Grad der Behinderung - deutsche und österreichische Bescheinigung

Entscheidungstext

IM NAMEN DER REPUBLIK

Das Bundesfinanzgericht hat durch den Richter ***Ri*** in der Beschwerdesache ***Bf1***, geb. ***1***, wohnhaft in ***Bf1-Adr*** vom , gegen den Bescheid des Finanzamtes Wien 9/18/19 Klosterneuburg, FA 07 ***BF1StNr1***, betreffend Einkommensteuer für das Jahr 2019, zu Recht erkannt:

I. Der Beschwerde wird Folge gegeben.

Der angefochtene Bescheid wird abgeändert.

Die Bemessungsgrundlage und die Höhe der Abgabe ist dem als Beilage angeschlossenen Berechnungsblatt zu entnehmen und bilden einen Bestandteil dieses Spruches.
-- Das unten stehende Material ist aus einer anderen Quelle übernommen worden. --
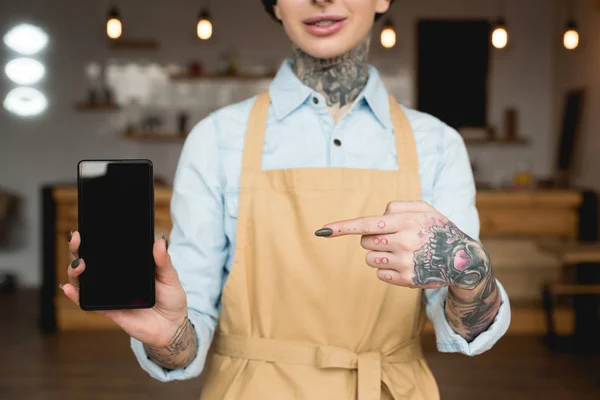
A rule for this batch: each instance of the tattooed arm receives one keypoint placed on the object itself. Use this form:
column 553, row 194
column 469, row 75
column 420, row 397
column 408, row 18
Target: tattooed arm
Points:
column 452, row 258
column 180, row 352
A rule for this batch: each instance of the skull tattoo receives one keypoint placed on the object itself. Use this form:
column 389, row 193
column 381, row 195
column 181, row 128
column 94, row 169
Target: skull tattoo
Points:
column 450, row 258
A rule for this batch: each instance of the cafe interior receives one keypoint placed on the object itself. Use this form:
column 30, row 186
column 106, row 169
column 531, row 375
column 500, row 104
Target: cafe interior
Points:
column 118, row 79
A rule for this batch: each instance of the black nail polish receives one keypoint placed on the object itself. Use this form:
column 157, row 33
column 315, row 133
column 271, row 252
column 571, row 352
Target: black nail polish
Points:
column 324, row 232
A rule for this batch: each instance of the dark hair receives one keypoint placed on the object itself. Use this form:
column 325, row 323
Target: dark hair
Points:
column 270, row 3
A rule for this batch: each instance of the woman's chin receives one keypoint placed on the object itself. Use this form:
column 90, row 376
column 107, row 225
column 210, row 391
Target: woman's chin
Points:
column 325, row 50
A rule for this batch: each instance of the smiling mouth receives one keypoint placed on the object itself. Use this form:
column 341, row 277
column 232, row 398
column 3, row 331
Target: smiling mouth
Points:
column 323, row 23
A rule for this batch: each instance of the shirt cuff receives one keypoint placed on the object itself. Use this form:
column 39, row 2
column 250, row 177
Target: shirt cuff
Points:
column 448, row 341
column 193, row 370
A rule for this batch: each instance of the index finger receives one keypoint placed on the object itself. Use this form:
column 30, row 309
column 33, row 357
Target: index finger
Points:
column 377, row 225
column 74, row 242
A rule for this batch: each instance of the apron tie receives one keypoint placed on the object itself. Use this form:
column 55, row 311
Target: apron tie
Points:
column 368, row 364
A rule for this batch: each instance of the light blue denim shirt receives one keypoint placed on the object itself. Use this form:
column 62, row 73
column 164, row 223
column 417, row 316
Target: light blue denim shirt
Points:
column 301, row 133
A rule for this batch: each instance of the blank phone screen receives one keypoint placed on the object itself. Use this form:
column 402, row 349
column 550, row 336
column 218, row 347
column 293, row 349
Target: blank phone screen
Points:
column 116, row 223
II. Eine ordentliche Revision an den Verwaltungsgerichtshof ist nach Art. 133 Abs. 4 Bundes-Verfassungsgesetz (B-VG) zulässig.

Entscheidungsgründe

Strittig ist, ob im Streitjahr die Tatsache der Behinderung und das Ausmaß der Minderung der Erwerbsfähigkeit (Grad der Behinderung) durch eine zuständige Stelle gem. § 35 Abs. 2 EStG 1988 festgestellt wurde.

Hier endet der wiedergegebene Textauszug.